Het openingsgedicht ‘Flatscreen in Berchem’ evoceert de
gedachtewereld van een oudere man die in de ’opengesperde muil van de /
deuropening’ zijn bezoek opwacht. Wellicht gaat het om de deur van een
woonzorg- of revalidatiecentrum. De fysieke en mentale onmacht van de man
spreekt uit elk woord: ‘een weifelend stofje,’ ‘een ingeslapen vaatdoek’, ‘een
zopas vergeten bezoek’, ‘verwarde woorden op zoek / naar betekenis’. Om er maar
een paar te noemen. Maar de dichter, die zich wellicht met deze man
identificeert, is zijn metier niet vergeten en vooral niet de woorden waarmee
hij het bedrijft. Daarom heeft hij het in de eerste verzen over ‘een scherpe
kanteling / van licht op zijn geribde broek’. Zowel ‘scherp’ als ‘licht’ en een
of andere lijn (‘geribd’) behoren tot het gekoesterde register van Piet Brak.

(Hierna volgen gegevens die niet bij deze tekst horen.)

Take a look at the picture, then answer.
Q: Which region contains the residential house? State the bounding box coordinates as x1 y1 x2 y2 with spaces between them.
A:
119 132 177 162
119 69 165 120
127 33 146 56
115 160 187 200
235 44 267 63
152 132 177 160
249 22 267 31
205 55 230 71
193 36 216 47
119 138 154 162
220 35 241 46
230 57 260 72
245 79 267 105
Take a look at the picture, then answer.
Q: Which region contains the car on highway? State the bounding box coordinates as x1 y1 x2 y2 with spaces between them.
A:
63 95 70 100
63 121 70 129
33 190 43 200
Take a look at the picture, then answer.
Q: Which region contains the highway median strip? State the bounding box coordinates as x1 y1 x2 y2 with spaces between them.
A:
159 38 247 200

De scherpte waarmee de dingen door het licht worden afgezoomd, omgeven of
omcirkeld vormt een hoofdmotief, zo niet het hoofdmotief van zijn dichterlijke werk.

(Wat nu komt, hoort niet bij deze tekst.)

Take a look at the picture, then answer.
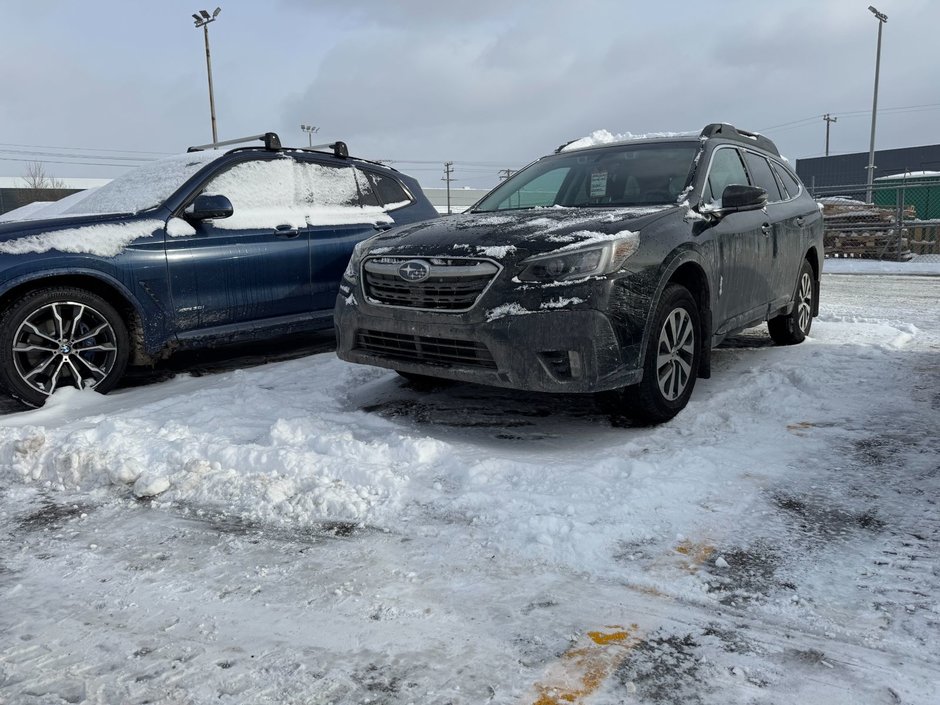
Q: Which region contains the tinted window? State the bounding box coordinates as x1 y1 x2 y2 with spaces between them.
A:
704 147 749 203
296 162 359 207
366 171 411 207
770 162 800 198
744 152 781 203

Van de ontelbare voorbeelden citeer ik dit ene uit Stuifzandrug:
En ik vraag mij af:
Waarom snijdt het licht zo
pijnlijk
diep in een haag’
Brak verwondert zich over de
scheidslijn tussen licht en schaduw, licht en landschap, licht en stilte. Zo is
er in hetzelfde openingsgedicht sprake van ‘ontluisterende / stilte’. Dat kan een
stilte zijn die je de behoefte om te luisteren ontneemt, maar natuurlijk ook een
stilte die je geheel en al ontstelt of uit je lood slaat. Of een stilte die zo
totaal of overweldigend is dat ze – letterlijk – onhoorbaar is geworden. In
ieder geval heeft Brak zijn leven lang de vele varianten van de stilte beluisterd,
betast, verkend. In ‘Verbeelding 2’ staat te lezen: ‘De man begrijpt niet / hoe
de stilte ieder woord begrenst, / de omtrek rond haar betekenis’ (in
Stuifzandrug). Over de stilte en hoe zij de dingen ‘begrenst’ is hij zich
blijven verwonderen, ook in zijn latere gedichten. Zo heeft hij het in het
tweede titelloze gedicht over ‘een sprong in de stilte, / dan een cirkel in de
vijver / zonder woorden’. Volmaakte stilte neigt naar een ronde of ovale vorm, omdat
zij alleen zo volkomen deel uitmaakt van de natuurlijke orde, zeker in
metaforisch opzicht. In ‘Reis naar Engeland’ klinkt het:
‘Het is bijzonder
je stem te horen
doorheen het gebladerte
van de stilte’.
Stilte kan ook ritselen.
Een zintuiglijk ingesteld
dichter als Piet Brak verbindt onophoudelijk het auditieve met het visuele,
zoals hij ook volkomen los van elkaar staande feiten met elkaar verbindt. De
dichter raapt het betekenisvolle en het onbetekenende samen en maakt van dat
samenraapsel een poëtische afdruk. Het gedicht ‘1984’, dat ongewild aan George
Orwell doet denken, is daar een mooie illustratie van:
‘Het was de dag waarop mijn
moeder stierf:
ik was druk bezig in de keuken.
Het
licht viel door een nauwe streep naar binnen.
Ik was gelukkig.
Een merel onder een
boom vergat te zingen.
Ik was gelukkig.’
Het verbaast niet dat een ouder
wordend dichter talloze herinneringen aan het verleden memoreert. Dat doet Brak
dan ook herhaaldelijk, al behoedt hij zich ervoor te verglijden in gemakkelijk sentiment.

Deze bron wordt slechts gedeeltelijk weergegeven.